- Directed by: Thomas Ryberger
- Written by: Björn Gustafson
- Based on: Olsen Gang by Erik Balling Henning Bahs
- Produced by: Börje Hansson
- Starring: Ulf Brunnberg Björn Gustafson Johan Ulveson
- Music by: Björn Hallman
- Release date: 25 December 2000;
- Running time: 92 min
- Country: Sweden
- Language: Swedish

= Jönssonligan spelar högt =

Jönssonligan spelar högt ('The Johnson Gang at High Stakes') is a Swedish film about the gang Jönssonligan made in 2000.

==Plot==
Dynamit-Harry and Vanheden have left the criminal life behind them.
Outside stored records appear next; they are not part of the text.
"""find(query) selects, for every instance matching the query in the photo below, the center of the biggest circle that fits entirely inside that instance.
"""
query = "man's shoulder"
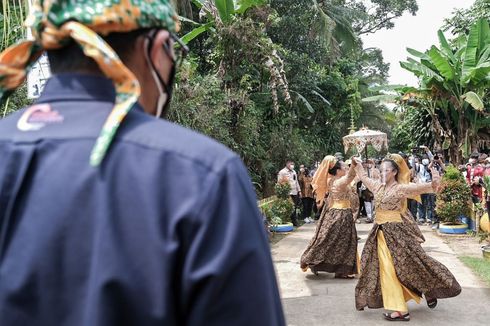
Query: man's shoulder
(162, 135)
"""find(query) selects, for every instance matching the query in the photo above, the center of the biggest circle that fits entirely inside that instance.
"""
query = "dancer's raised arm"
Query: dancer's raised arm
(372, 184)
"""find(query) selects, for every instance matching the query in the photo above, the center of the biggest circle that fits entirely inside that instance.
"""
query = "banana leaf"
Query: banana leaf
(474, 100)
(441, 63)
(226, 9)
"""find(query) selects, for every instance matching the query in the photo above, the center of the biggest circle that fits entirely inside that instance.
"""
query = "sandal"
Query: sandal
(398, 317)
(432, 303)
(347, 277)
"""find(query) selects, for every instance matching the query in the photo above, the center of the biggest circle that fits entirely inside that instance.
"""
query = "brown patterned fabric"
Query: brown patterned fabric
(334, 246)
(414, 268)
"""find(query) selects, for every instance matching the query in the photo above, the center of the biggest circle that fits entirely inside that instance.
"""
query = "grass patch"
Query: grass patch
(480, 266)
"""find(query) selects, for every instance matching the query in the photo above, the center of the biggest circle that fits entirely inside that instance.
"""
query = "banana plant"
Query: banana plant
(218, 13)
(454, 81)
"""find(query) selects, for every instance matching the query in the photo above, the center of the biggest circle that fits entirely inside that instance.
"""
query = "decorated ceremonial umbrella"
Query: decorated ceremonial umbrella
(364, 137)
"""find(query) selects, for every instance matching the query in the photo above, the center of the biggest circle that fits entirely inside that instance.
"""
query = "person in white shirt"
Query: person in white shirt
(290, 175)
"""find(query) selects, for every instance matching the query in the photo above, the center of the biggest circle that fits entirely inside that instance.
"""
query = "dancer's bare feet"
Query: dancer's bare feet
(397, 316)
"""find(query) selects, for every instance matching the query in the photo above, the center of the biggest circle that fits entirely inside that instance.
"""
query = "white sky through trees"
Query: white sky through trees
(418, 32)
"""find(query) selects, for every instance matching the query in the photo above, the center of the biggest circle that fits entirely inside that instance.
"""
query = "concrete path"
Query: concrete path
(322, 300)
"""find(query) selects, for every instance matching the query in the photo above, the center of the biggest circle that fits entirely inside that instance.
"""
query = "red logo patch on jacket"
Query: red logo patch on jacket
(37, 117)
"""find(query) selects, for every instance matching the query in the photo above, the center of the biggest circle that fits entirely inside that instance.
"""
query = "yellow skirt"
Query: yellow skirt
(395, 295)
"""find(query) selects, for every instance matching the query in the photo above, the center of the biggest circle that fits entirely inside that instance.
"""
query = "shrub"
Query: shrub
(454, 198)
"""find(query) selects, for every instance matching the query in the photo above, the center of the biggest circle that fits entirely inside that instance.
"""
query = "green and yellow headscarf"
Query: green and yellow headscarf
(54, 22)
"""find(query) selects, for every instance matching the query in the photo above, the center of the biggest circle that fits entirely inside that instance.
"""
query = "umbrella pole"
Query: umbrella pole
(365, 153)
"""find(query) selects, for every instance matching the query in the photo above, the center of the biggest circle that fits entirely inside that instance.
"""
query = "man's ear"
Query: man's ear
(157, 52)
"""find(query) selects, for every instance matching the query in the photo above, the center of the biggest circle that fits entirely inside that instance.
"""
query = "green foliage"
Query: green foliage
(453, 174)
(486, 183)
(282, 189)
(453, 90)
(12, 16)
(462, 20)
(280, 210)
(454, 197)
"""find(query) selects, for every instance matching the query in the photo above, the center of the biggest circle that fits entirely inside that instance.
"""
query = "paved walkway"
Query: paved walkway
(322, 300)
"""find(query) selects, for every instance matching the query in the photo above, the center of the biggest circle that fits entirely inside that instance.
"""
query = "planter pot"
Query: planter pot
(453, 229)
(485, 223)
(282, 227)
(485, 250)
(468, 220)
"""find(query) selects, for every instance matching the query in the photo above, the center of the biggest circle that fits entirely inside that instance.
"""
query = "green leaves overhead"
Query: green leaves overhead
(441, 63)
(196, 32)
(421, 70)
(476, 46)
(226, 9)
(243, 5)
(474, 100)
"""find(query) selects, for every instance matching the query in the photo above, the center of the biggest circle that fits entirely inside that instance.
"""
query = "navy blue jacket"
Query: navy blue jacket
(165, 232)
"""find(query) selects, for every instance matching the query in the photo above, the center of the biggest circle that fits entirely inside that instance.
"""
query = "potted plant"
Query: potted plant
(484, 221)
(279, 210)
(453, 202)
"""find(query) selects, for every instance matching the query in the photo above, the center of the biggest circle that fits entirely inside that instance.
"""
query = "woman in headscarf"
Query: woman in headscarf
(333, 248)
(395, 268)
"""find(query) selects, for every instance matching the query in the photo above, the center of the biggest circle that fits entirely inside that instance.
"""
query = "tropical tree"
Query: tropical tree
(453, 85)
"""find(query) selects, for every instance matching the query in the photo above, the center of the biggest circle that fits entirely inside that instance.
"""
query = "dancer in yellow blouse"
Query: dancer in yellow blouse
(333, 248)
(394, 267)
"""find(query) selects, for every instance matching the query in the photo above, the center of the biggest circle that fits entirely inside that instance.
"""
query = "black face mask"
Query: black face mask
(163, 88)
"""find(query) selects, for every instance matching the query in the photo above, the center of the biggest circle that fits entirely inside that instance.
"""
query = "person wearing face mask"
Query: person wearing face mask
(425, 208)
(333, 248)
(289, 174)
(395, 268)
(307, 198)
(473, 168)
(93, 230)
(486, 172)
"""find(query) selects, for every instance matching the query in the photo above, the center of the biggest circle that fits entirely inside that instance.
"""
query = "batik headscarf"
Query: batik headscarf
(322, 178)
(55, 22)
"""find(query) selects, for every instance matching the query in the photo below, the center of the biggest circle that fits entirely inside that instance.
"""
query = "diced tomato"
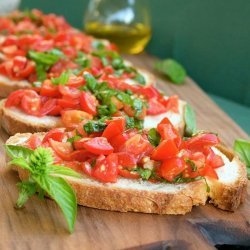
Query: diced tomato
(48, 89)
(172, 103)
(71, 118)
(118, 141)
(149, 92)
(79, 144)
(201, 141)
(155, 107)
(62, 149)
(14, 99)
(56, 134)
(69, 92)
(115, 127)
(137, 145)
(81, 155)
(88, 103)
(105, 169)
(170, 168)
(34, 142)
(98, 146)
(68, 103)
(166, 149)
(31, 102)
(48, 107)
(75, 81)
(128, 174)
(126, 159)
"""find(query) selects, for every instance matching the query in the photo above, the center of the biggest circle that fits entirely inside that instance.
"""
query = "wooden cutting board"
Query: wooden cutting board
(40, 224)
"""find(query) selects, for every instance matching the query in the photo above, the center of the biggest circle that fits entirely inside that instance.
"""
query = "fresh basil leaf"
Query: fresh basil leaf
(26, 190)
(60, 191)
(154, 137)
(140, 79)
(190, 121)
(63, 170)
(172, 69)
(91, 82)
(62, 79)
(94, 126)
(242, 147)
(15, 151)
(20, 162)
(74, 138)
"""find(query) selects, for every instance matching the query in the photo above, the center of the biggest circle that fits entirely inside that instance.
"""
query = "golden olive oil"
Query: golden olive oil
(129, 39)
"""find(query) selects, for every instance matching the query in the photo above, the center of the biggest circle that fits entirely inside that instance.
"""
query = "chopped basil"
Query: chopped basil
(62, 79)
(94, 126)
(143, 172)
(242, 147)
(172, 69)
(74, 138)
(132, 122)
(154, 137)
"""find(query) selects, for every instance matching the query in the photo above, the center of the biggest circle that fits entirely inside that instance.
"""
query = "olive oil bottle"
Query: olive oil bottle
(123, 22)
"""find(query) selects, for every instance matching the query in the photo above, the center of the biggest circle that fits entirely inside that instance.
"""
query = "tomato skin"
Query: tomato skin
(48, 89)
(166, 149)
(126, 160)
(48, 107)
(105, 169)
(201, 141)
(155, 107)
(170, 168)
(31, 103)
(172, 103)
(127, 174)
(14, 99)
(71, 118)
(115, 127)
(56, 134)
(98, 146)
(62, 149)
(88, 103)
(34, 142)
(69, 92)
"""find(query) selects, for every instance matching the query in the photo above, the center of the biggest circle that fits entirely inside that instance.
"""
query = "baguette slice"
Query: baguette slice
(13, 120)
(142, 196)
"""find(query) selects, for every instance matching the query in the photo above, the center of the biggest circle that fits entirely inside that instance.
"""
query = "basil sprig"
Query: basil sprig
(242, 147)
(44, 177)
(172, 69)
(190, 121)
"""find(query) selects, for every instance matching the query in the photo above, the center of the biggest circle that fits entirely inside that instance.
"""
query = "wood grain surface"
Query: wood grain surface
(40, 224)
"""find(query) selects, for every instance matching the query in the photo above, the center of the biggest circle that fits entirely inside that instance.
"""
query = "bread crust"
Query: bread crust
(109, 197)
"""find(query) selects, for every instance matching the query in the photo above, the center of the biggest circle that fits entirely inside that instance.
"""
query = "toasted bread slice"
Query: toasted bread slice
(7, 86)
(13, 120)
(142, 196)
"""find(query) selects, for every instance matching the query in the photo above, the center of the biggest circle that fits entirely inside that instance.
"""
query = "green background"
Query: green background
(210, 38)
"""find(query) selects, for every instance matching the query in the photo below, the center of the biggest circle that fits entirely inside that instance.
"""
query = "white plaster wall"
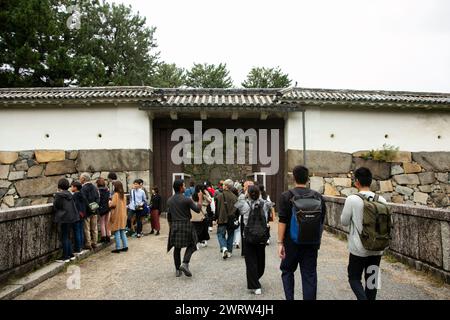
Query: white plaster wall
(122, 127)
(365, 130)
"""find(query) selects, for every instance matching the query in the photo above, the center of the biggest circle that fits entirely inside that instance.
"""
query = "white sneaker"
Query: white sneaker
(224, 253)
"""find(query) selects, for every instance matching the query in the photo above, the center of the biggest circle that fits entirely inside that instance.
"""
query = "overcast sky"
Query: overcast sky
(354, 44)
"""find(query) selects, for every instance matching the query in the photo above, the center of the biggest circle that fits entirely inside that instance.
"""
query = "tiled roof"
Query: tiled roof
(214, 97)
(280, 99)
(91, 93)
(304, 95)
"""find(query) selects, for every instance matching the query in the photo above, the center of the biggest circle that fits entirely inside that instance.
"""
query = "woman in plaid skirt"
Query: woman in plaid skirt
(182, 233)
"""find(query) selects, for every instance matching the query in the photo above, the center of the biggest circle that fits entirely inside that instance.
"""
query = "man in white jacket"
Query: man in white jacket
(361, 260)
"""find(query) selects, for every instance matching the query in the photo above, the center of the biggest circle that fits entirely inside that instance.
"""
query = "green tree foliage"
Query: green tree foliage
(32, 44)
(168, 75)
(266, 78)
(209, 76)
(111, 46)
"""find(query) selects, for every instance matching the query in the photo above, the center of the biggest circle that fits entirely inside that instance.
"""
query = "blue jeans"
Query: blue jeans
(66, 244)
(225, 237)
(118, 235)
(304, 256)
(78, 235)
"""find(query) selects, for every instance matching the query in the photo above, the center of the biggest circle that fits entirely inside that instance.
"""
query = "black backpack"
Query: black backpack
(104, 201)
(306, 220)
(256, 230)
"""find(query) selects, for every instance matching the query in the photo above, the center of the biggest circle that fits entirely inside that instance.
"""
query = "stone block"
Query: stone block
(386, 186)
(405, 237)
(16, 175)
(72, 155)
(405, 179)
(23, 202)
(380, 170)
(402, 156)
(445, 234)
(32, 163)
(144, 175)
(396, 169)
(22, 165)
(433, 161)
(359, 154)
(60, 167)
(42, 186)
(445, 187)
(387, 196)
(4, 184)
(426, 188)
(39, 201)
(4, 171)
(411, 167)
(44, 156)
(113, 160)
(9, 201)
(420, 197)
(427, 177)
(343, 182)
(374, 186)
(404, 190)
(10, 236)
(349, 191)
(27, 155)
(10, 291)
(8, 157)
(440, 199)
(330, 190)
(35, 171)
(430, 241)
(40, 275)
(442, 177)
(316, 183)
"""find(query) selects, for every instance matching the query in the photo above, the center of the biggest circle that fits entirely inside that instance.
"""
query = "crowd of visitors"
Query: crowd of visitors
(85, 206)
(242, 211)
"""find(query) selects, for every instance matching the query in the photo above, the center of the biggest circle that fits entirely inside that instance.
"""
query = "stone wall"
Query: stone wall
(413, 178)
(28, 237)
(31, 177)
(420, 235)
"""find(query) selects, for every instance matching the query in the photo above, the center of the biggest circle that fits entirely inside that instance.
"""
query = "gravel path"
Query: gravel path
(146, 271)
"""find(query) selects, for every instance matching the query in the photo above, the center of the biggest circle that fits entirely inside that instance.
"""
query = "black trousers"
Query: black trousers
(255, 263)
(304, 256)
(370, 266)
(187, 255)
(139, 216)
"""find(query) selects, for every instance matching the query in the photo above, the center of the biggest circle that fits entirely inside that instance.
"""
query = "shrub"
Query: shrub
(388, 153)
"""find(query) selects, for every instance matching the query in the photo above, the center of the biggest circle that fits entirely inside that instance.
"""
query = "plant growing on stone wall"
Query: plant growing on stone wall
(388, 153)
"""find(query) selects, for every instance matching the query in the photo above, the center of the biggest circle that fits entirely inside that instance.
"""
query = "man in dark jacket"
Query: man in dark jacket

Together with Harry's wife they are managing a small company together AB Alltjänst (roughly General Servicing Ltd). But when Sickan's maternal grandmother suspects that Wall-Enberg is shutting down theaters like La Scala they contact Sickans brother Sven-Ingvar "Sivan" Jönsson who has a plan. They are going to steal a computer floppy disc with bank account numbers worth 60 billion kronor.

==Cast==

| Actor | Role |
|---|---|
| Johan Ulveson | Sven-Ingvar "Sivan" Jönsson |
| Ulf Brunnberg | Ragnar Vanheden |
| Björn Gustafson | Dynamit-Harry |
| Birgitta Andersson | Doris |
| Margreth Weivers | Grandma Jönsson |
| Per Grundén | Wall-Enberg |
| Weiron Holmberg | Biffen |
| Helge Skoog | Operachief Waldemar Gustafsson |
| Johan Rabaeus | Signore |
| Ola Forssmed | Roberto |
| Dan Ekborg | Bajron |
| Henrietta Indahl | Soprano |
| Björn Hallman | Maestro |
| Rolf Skoglund | Gregor |
| Bert Gradin | Police |

==Reception==
Aftonbladet rated the film 2/5, calling it "the worst part of the series so far".